Hi, In a batched Env, we have different trajectories. So at the end of step,for a batch_size of 3 we could have done = False,False,True. But in this case, the _reset function received a tensordict with only a ‘_reset’ key with a copy of done tensor. How to apply the “done” only to the 3th(the True one)? How to keep trace of others elements (the False ones)? In the pendulum tutorial at _step we have: done = torch.zeros_like(reward, dtype=torch.bool) because Env is non terminating but imagine if we want to have a done if angle is outside some limits? How to manage this in the _reset function?

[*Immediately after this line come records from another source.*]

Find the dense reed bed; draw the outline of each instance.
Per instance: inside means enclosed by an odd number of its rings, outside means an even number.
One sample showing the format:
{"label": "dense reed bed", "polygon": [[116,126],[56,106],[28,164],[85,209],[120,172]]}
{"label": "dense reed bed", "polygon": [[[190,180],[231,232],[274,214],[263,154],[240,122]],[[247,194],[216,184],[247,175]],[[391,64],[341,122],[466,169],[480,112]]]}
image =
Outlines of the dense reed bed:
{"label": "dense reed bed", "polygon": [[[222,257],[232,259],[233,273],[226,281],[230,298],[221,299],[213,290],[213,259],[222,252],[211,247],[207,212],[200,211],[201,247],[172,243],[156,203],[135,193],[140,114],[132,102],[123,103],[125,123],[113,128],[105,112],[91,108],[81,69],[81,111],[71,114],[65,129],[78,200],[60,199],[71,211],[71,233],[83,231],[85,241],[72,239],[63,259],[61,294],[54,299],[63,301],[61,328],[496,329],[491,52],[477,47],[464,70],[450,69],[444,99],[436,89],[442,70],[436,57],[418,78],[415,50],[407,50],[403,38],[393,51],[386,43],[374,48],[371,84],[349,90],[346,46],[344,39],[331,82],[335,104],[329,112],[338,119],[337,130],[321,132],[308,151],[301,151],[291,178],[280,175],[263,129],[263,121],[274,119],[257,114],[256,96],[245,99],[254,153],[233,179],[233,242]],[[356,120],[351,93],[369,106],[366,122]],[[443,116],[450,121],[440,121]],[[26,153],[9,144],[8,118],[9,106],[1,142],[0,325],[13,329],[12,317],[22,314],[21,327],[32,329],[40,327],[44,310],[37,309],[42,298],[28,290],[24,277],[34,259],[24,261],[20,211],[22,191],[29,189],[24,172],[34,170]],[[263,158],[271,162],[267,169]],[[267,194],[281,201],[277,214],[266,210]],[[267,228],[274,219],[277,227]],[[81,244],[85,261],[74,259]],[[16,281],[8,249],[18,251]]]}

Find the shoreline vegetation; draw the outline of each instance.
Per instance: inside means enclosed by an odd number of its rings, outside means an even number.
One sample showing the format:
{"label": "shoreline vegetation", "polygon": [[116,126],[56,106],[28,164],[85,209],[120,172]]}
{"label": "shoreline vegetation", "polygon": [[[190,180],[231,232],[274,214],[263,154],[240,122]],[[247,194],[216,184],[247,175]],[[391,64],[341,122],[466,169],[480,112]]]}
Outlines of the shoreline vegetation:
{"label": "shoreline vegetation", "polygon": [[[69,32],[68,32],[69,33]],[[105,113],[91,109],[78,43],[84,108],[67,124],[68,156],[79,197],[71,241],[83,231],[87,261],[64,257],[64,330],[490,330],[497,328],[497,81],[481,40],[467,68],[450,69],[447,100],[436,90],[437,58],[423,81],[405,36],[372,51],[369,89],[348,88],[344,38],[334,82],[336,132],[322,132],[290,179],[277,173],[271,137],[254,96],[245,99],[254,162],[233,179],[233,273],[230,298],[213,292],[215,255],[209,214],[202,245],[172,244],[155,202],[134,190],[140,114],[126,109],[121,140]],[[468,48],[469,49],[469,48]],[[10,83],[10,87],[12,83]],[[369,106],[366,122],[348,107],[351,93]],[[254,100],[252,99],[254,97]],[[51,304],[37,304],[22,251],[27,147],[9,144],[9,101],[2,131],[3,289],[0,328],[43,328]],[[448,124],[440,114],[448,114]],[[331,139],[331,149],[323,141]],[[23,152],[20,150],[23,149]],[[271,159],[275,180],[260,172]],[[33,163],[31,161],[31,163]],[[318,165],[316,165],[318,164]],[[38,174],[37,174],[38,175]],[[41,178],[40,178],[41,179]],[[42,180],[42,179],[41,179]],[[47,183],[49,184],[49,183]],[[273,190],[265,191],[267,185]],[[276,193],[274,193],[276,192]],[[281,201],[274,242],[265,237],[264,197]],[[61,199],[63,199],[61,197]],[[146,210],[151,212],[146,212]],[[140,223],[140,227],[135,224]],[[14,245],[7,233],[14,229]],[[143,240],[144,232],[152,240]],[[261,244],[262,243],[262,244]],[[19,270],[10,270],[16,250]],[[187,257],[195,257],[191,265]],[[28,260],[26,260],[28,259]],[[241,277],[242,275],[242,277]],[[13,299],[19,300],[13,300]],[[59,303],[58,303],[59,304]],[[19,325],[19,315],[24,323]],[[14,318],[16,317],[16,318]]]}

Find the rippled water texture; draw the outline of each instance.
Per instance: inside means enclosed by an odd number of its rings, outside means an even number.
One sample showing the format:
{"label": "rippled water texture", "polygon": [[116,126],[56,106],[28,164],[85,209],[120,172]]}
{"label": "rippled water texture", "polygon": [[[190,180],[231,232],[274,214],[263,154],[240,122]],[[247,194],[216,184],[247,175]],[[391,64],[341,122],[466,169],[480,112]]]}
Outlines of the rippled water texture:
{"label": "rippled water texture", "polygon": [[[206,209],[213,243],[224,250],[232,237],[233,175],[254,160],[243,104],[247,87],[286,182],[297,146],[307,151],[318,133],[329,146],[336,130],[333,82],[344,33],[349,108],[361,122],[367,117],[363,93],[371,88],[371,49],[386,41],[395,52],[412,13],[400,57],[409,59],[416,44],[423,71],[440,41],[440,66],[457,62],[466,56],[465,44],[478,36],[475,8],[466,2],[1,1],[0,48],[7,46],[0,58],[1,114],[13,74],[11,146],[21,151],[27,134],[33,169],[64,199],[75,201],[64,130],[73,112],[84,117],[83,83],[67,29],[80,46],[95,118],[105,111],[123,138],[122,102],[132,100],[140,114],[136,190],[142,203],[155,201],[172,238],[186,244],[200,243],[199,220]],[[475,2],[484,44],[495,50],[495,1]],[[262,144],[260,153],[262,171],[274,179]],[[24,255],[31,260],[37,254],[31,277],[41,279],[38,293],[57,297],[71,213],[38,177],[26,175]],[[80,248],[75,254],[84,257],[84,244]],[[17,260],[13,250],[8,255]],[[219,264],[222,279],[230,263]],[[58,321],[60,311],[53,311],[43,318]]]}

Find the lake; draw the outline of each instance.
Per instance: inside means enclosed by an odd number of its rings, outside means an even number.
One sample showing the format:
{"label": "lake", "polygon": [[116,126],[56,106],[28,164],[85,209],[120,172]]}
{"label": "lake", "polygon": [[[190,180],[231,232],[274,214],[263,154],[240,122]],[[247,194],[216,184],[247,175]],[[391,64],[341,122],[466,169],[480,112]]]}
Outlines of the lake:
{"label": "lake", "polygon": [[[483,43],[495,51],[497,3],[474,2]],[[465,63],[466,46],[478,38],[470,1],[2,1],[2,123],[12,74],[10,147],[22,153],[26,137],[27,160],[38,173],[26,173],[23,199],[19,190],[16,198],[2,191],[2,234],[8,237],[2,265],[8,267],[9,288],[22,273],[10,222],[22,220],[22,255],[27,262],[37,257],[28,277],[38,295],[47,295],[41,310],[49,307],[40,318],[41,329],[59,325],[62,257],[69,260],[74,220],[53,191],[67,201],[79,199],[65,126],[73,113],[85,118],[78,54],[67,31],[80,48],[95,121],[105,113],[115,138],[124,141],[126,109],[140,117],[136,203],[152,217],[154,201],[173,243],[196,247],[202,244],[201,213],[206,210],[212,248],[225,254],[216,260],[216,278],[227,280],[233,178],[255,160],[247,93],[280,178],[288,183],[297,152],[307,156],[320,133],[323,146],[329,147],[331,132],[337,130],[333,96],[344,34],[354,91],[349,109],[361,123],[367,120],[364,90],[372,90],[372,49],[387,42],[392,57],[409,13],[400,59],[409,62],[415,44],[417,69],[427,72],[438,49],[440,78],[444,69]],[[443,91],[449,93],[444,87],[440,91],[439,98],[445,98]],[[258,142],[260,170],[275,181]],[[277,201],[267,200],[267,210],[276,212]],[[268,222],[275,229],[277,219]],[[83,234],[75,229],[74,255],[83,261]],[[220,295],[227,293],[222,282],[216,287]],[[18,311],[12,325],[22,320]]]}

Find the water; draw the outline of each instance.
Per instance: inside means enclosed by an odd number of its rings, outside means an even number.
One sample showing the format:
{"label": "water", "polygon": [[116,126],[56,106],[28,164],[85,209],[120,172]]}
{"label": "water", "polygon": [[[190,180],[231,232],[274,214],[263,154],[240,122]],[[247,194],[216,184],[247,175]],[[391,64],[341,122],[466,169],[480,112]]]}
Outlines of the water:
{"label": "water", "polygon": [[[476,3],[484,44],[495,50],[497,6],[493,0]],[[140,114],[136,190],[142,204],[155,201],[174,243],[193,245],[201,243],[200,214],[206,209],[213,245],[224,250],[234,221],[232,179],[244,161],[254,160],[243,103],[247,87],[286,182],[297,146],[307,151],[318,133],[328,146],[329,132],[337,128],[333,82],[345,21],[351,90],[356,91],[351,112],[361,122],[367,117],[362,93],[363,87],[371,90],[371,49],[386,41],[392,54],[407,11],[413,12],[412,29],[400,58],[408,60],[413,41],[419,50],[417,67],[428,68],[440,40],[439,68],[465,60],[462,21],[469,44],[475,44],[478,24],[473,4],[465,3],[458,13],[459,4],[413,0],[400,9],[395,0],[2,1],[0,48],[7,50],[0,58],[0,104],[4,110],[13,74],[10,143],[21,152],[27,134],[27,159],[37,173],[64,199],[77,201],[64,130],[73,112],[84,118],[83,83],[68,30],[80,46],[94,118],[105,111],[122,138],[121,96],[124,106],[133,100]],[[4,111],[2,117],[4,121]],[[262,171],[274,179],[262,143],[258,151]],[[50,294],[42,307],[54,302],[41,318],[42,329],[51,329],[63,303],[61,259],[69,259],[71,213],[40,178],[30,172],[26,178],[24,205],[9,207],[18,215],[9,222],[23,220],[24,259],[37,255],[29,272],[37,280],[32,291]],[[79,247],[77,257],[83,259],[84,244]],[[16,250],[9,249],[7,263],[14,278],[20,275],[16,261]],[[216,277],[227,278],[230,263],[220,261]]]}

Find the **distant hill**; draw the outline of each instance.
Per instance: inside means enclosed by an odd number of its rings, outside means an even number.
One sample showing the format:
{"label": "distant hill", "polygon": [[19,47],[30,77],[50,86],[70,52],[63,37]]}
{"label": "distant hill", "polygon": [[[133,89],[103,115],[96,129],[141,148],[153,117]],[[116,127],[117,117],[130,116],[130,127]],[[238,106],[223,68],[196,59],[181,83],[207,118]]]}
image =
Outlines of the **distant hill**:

Jean-Marc_Fauche · August 22, 2025, 2:01am

The solution is:

    def _reset(self, tensordict):
        td = self.gen_params(batch_size=self.batch_size)

        # in _reset function 1st Define a output tensordict (I named 'out') 
        # witch
        # init all keys ... for example:

        val1 = torch.zeros(td.shape, device = self.device)
        val2 = torch.ones(td.shape, device = self.device)

        out = TensorDict({"params": td["params"],
                          "val1": val1,
                          "val2": val2,
                          "action_mask":new_action_mask},
                         batch_size=td.shape,)

        # Then if reset after a step we have only 'the reset' key in
        # tensordict. It contain the done mask we must apply on 'out'

        if tensordict is not None and '_reset' in tensordict.keys():
            reset_mask = tensordict["_reset"].squeeze(-1)
            for key, val in out.items():
                if key == 'action_mask':
                    #in my case I have to unsqueeze 'action_mask' 
                    tensordict.set(key,
                                   torch.where(reset_mask.unsqueeze(-1),
                                               val,
                                               out.get(key)) )
                else:                    
                    tensordict.set(key,
                                   torch.where(reset_mask,
                                               val,
                                               out.get(key)) )
                
            tensordict["_reset"] = torch.zeros_like(tensordict["_reset"])

        else:
            tensordict = out
        return tensordict
       
        # And torchrl make the job after  ...

Jean-Marc_Fauche · August 23, 2025, 2:09am

Hum, not sure that

tensordict["_reset"] = torch.zeros_like(tensordict["_reset"])

is a good idea… because I don’t understand well it’s role in _reset_proc_data and _reset_check_done (torchrl/envs/common.py EnvBase) !
And what’s about:

# allow_done_after_reset (bool, optional): if ``True``, an environment can
# be done after a call to :meth:`reset` is made. Defaults to ``False``.

and

# auto_reset (bool, optional): if ``True``, the env is assumed to reset 
# automatically when done. Defaults to ``False``.

…?

vmoens · August 25, 2025, 6:37am

In Torchrl’s batched envs (if this is what we are talking about) like Parallel or Serial, the “_reset” entry instructs step_and_maybe_reset as well as reset to just run over the elements that are marked as reset. The former method will make sure that everything is masked properly such that your data is returned to you as it should! To convince yourself that everything runs fine you can append a StepCounter transform and check that the step count is reset only for the done env.